When the tax is fully phased in — the House version goes to a 2 percent tax this spring and jumps to the full 4 percent in June 2014 — it is expected to raise close to $30 million annually. Based on projections from the Legislature’s fiscal analysts, Brennan said, the estimated per-gallon impact at the pump will be 6.7 cents this year, 7.9 cents in fiscal year 2015 and 8.8 cents in fiscal year 2016.
The House has put a ceiling and floor on the gas tax, protecting state revenues against a steep decline in prices and insulating motorists from significant increases. The per-gallon assessment would top out at 19 cents, a limit that won’t be reached unless prices hit $5.30 per gallon.
Though lawmakers are looking to impose the 4 percent tax on retail sales, the existing 19-cent-per-gallon excise tax won’t go away entirely. When the entirety of the new tax is phased in, the excise tax is to fall to 13.9 cents. It will from then on be automatically adjusted every year based on the consumer price index.
“We know we ask a lot of Vermonters to help us pay for the roads and bridges they use, and it’s never easy to ask for more,” Minter said. “But we also know that Vermonters expect improvement to their roads and bridges.”
Republicans on Wednesday offered a raft of amendments that sought to eliminate the tax increase, remove the inflationary index or sunset the tax after one year. House Minority Leader Don Turner said each of the proposals, through a combination of spending cuts and revenue increases, would have delivered the money Vermont needs to avoid sending money back to Washington, D.C. Each failed by a wide margin.
“We all understand the importance of our transportation infrastructure,” Turner said. “But we also understand working Vermonters are already getting hammered all over the place, so raising the gas tax is the last thing we want to look at.”
Chiefly, Turner said, his caucus wants to “purify” the transportation fund, from which lawmakers currently take more than $50 million annually for purposes unrelated to upkeep of infrastructure. The transfers include nearly $28 million for the education fund and about $25 million for the Vermont State Police.
The House’s version of the bill would permanently reduce the annual transfer to public safety by $5 million over the next three years.
Public outcry over the proposal has taken a number of forms, including petitions urging lawmakers to “say no to the gas tax” on checkout counters at gas stations around the state.
On the floor of the House, Rep. Ron Hubert pulled an inches-thick pile of papers from a folder on his desk, saying it included the names of the 13,000 people who have signed the plea. He offered an amendment that would have minimized the need for new revenues by cutting entirely the $7.8 million subsidy to Amtrak. The amendment garnered only 15 “yes” votes.

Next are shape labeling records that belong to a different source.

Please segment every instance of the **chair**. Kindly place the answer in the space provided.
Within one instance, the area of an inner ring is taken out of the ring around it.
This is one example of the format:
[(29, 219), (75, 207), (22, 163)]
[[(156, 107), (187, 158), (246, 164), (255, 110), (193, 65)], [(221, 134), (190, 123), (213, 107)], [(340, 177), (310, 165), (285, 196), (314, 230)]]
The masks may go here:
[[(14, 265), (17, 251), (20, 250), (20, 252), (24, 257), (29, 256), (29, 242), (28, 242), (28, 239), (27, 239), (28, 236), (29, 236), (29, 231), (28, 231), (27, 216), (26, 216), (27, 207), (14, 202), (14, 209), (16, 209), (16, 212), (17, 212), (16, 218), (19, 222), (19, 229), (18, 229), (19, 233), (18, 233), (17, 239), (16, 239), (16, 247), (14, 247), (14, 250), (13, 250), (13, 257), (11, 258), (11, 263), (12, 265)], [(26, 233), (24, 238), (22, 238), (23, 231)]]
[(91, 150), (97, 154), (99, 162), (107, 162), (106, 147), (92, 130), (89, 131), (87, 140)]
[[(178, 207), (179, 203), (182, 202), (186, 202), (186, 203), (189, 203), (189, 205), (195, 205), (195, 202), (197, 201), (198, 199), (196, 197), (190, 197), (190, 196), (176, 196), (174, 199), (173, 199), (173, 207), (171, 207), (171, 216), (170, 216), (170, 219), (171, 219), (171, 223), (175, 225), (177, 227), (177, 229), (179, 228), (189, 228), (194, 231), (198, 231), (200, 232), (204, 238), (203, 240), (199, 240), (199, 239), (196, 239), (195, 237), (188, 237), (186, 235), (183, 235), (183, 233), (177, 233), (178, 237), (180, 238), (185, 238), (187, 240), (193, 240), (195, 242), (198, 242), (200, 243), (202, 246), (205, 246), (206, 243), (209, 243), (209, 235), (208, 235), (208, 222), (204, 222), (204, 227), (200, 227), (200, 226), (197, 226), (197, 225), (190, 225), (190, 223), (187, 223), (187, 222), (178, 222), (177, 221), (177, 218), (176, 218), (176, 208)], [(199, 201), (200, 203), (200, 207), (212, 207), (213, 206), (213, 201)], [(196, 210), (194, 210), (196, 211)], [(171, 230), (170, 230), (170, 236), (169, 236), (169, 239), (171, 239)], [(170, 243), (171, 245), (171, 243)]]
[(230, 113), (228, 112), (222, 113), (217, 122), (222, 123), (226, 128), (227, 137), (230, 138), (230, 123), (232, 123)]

Poirier, rarely an opponent of raising new revenues for government programs, said his colleagues are using the most regressive means at their disposal to generate the money needed for roads. Poorer Vermonters can’t afford the newer, more fuel-efficient vehicles needed to minimize the impact of the assessment, he said, nor can they stop driving to work.
“Many people in this room think, ‘What’s 6 cents on the gas tax?’” Poirier said. “Just try being in the seat of a family working for minimum wage, trying to make a car payment.”